Gaiete was commissioned into the Royal Navy in June 1798 under Commander Edward Durnford King for service in the North Sea.[1][6] In 1799 she was serving in the Channel.
On 4 March 1799 she sailed for Jamaica.[7] She and the frigate Unite left Portsmouth as escorts to a convoy for the West Indies.[8] Next, Gaiete captured the brig Rose on 7 April.
Then on 11 January 1800 Gaiete captured the sloop Santa Christa.[9]
Between February and May 1800, Gaiete captured or detained several vessels:[10]
On 22 August, Gaiete captured the Petite Fortuné (alias Fortuna).[12]
In late 1800, after Durnford King was promoted to Acting-Captain of Leviathan[13] Commander Richard Peacocke became captain.[7] Peacocke received a promotion to post captain on 4 June 1801.[14]
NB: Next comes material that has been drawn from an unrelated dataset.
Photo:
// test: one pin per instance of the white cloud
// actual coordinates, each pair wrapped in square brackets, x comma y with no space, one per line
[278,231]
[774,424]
In April 1802, Gaite was at Dominica with the 74-gun ships Magnificent and Excellent, and the frigate Severn to assist in suppressing a mutiny that had broken out on 9 April in the 8th West India Regiment. The soldiers had killed three officers, imprisoned the others, and taken over Fort Shirley. On the following day, HMS Magnificent, which was anchored in Prince Rupert's Bay under Captain John Giffard's command,[15] sent a party of marines ashore to restore order. The mutineers fired upon Magnificent with no effect. On 12 April, Governor Cochrane entered Fort Shirley with the Royal Scots Regiment and the 68th Regiment of Foot. The rebels were drawn up on the Upper Battery of Fort Shirley with three of their officers as prisoners and presented arms to the other troops. They obeyed Cochrane's command to ground their arms but refused his order to step forward. The mutineers picked up their arms and fired a volley. Shots were returned, followed by a bayonet charge that broke their ranks and a close-range fire fight ensued. Those mutineers who tried to escape over the precipice to the sea were exposed to grape-shot and canister fire from Magnificent.[16]
By 1807 Gaiete was in ordinary at Blackwall.[7] The ship was offered for sale at Woolwich Dockyard on 8 July 1808,[17] and sold on 21 July.[18]